Aspidolea singularis.
Cyclocephalini key

Distribution: From Mexico to Argentina (Martínez 1975; Ratcliffe 1977; Endrödi 1985a; Dechambre 1992a).


Composition: 25 species.


Diagnosis: Species of Aspidolea are extremely close in overall appearance to those of Cyclocephala.  In Aspidolea, the maxilla is penicillate at the apex instead of being armed with teeth (except in A. fuliginea Burmeister).  Some species of Cyclocephala also have a penicillate maxilla (e.g., C. pardolocarnoi Dechambre), but the maxilla is also heavily armed with teeth.  Species of Ancognatha also have an unarmed maxilla, but the form of the maxilla is elongate and robust, unlike that of Aspidolea.
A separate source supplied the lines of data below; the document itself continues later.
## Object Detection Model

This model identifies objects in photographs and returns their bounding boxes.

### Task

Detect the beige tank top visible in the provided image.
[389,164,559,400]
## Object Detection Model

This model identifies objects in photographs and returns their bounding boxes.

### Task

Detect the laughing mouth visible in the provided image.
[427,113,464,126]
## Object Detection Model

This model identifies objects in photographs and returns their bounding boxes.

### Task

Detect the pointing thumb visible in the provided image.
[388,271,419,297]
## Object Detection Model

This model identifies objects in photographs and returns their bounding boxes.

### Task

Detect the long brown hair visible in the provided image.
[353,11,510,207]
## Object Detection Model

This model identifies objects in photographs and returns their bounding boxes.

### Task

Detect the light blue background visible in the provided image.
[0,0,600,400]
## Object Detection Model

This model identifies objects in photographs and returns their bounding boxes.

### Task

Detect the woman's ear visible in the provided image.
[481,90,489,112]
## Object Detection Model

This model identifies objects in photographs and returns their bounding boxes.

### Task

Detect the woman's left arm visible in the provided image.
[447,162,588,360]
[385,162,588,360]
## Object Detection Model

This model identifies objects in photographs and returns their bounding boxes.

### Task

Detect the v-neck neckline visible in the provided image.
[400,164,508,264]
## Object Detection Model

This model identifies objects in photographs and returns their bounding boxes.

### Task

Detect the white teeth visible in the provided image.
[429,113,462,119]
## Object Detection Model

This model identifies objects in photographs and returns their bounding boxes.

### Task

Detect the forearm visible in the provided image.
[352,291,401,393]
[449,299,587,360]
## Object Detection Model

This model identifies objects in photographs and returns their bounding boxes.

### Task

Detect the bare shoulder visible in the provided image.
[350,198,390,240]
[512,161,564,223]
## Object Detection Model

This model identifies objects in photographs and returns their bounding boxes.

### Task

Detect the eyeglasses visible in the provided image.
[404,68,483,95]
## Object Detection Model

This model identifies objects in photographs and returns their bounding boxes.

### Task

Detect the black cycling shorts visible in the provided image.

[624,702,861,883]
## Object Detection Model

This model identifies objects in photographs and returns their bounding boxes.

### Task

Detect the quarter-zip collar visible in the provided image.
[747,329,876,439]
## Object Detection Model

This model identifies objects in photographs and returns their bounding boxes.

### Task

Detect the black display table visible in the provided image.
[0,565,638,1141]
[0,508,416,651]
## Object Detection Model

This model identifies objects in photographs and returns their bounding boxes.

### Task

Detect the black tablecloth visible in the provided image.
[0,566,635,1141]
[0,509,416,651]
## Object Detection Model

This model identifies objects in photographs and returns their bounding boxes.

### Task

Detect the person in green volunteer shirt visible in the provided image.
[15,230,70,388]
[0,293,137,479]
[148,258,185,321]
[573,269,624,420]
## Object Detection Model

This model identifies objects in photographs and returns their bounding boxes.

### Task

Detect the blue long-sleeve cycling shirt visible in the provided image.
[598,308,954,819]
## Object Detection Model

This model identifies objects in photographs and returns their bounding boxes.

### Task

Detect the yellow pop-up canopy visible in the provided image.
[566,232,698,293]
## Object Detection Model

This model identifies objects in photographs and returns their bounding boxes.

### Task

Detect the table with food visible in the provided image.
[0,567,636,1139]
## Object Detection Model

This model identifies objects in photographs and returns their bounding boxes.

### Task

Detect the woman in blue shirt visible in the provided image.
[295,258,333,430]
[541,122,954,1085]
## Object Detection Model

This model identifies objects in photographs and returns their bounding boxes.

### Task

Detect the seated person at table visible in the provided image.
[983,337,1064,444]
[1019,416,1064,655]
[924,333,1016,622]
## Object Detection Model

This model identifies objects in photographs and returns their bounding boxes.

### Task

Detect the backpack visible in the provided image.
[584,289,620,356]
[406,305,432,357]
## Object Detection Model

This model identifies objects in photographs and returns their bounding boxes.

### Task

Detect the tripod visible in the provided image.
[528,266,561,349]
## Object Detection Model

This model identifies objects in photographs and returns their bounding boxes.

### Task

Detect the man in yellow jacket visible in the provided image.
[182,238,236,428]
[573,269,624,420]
Endrödi (1966, 1985a) relied on the form of the clypeus of Aspidolea species to separate them from species of Cyclocephala.  In Aspidolea, the sides of the clypeus are usually divergent (sometimes only slightly) from the base, and the apex is broadly rounded.  In species of Cyclocephala, the sides at the base of the clypeus are parallel or convergent from the base but never divergent; the apex may be rounded, subtruncate, or emarginate.  This difference in the form of the base of the clypeus is often subtle and difficult to ascertain, especially without comparative material or experience with this group.  This is not a good character, by itself, for separating the two genera, but it does have utility in a key if used with caution.  The presence or absence of teeth on the maxilla is a better character, but, in those species of Cyclocephala with a penicillate maxilla, the teeth are often very difficult to see because of the dense setae comprising the penicillum, and so determining whether the beetle is Aspidolea or Cyclocephala may be difficult.  In Aspidolea species, the antenna is 10-segmented, and the club is always short (i.e., subequal to or shorter than the stem).  Males have the protarsus enlarged.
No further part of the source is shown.